LE TEMPS DE LA MEDECINE
Le Pr Joël Ménard (santé publique)
Pour Joël Ménard, professeur de santé publique, la justice « a dix ans de retard » par rapport à la médecine en matière d'expertise médicale. Il lui manque un « concept d'expertise ». Son « mécanisme actuel est obsolète », estime-t-il.
« En médecine, face au problème du risque, nous avons progressé dès le début des années 1990 en séparant l'expertise de la gestion du risque », explique l'ancien patron de la DGS (1997-1999). Il faut entendre que « l'expertise n'est pas une opinion d'expert, mais un travail formalisé, avec une analyse des faits, une revue exhaustive de la littérature médicale et une synthèse ». Entre les mains de plusieurs personnes, cette méthode de travail met en jeu plusieurs points de vue sur un même sujet, et elle ne s'accommode guère de jugement de valeur individuel par trop dangereux. « Le problème, bien sûr, tient à l'indépendance et à la neutralité de l'expertise », avertit le Pr Ménard. Mais, « avec 10 personnes bien sélectionnées », indépendance et neutralité sont garanties, rassure-t-il.
Appliqué à la justice, le travail d'expertise ainsi défini prendra plus de temps (de trois à six mois) qu'avec un expert isolé. En revanche, le résultat en fera gagner aux magistrats. Il aura fallu un procès en première instance, un appel et un pourvoi en Cassation pour que la haute juridiction fasse siennes les conclusions de conférences de consensus sur le vaccin anti-VHB dans les affaires civiles Jeanpert-Leroy (« le Quotidien » du 9 septembre 2003) : il n'existe pas de lien entre la vaccination et l'apparition de la sclérose en plaques. En appel, la cour de Versailles avait appliqué le principe de la responsabilité civile à l'égard de GlaxoSmithKline. « A défaut de preuves scientifiques », les magistrats avaient jugé qu'un lien pouvait être établi sur la base « de présomptions graves, précises et concordantes ».

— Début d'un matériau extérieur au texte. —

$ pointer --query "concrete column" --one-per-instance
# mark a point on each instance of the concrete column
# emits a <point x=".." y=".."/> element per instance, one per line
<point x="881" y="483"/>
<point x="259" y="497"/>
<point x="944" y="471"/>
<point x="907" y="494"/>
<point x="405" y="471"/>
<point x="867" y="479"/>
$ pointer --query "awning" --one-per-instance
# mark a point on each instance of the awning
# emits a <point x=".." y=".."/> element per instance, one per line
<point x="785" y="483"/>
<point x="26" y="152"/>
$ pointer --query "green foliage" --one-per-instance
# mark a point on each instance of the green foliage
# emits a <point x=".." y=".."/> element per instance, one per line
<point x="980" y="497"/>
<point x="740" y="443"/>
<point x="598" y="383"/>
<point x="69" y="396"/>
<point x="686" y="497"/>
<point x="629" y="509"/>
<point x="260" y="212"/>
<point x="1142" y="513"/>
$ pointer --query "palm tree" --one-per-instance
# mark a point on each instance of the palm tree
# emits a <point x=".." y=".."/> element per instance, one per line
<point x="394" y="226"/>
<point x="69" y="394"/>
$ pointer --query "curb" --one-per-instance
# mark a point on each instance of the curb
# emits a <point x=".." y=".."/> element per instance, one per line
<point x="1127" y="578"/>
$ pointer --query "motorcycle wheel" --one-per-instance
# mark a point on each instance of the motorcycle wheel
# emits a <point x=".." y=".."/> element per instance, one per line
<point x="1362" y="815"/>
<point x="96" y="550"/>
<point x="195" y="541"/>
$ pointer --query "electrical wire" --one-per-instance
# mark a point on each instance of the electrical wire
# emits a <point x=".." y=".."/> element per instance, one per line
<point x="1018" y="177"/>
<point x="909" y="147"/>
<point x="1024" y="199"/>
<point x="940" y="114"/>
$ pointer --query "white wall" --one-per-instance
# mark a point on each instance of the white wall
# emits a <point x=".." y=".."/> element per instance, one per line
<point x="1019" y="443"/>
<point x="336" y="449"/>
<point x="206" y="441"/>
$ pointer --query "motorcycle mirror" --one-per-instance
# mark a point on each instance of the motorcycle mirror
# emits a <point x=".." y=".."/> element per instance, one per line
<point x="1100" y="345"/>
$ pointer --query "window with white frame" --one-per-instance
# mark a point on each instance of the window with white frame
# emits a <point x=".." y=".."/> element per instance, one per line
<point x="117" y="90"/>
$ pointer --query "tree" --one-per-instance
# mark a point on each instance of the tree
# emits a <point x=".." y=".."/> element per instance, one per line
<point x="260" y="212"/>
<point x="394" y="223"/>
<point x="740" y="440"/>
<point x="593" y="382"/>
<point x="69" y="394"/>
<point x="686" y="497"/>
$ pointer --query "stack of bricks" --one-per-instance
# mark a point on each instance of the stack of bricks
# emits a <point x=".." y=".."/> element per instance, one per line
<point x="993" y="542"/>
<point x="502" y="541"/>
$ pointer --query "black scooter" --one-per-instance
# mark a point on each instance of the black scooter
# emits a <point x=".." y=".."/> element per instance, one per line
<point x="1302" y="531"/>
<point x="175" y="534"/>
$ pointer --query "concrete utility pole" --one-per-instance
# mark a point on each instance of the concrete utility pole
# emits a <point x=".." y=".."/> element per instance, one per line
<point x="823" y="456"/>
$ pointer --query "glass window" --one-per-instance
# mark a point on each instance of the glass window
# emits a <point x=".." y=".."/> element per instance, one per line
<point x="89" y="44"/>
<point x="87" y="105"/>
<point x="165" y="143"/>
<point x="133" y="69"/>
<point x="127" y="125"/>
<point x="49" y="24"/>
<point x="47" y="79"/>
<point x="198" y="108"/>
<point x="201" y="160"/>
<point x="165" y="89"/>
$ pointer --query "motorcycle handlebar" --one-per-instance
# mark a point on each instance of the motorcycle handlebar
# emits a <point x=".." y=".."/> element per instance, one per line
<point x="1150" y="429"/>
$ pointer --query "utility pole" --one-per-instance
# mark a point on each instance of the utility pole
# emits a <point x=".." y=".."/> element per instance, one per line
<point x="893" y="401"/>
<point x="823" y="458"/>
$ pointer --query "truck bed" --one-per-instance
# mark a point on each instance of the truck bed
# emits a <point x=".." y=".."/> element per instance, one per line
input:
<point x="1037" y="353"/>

De même qu'il faut séparer l'expertise de la gestion du risque, il convient de dissocier le juge de l'expertise. Sans compter que la « vérité scientifique n'existe pas, elle est mouvante, relative ». « Il est normal que la vision d'un juge puisse être différente », estime Joël Ménard. Il établit un parallèle avec le décideur politique qui, à partir d'un rapport d'experts, définit librement une politique.
« Jusqu'à présent, la justice face à des situations d'incertitude se porte au secours des plus abandonnés », observe par ailleurs le praticien : une démarche qu'il associe au « principe de précaution » et « qui n'a rien de choquante », souligne-t-il.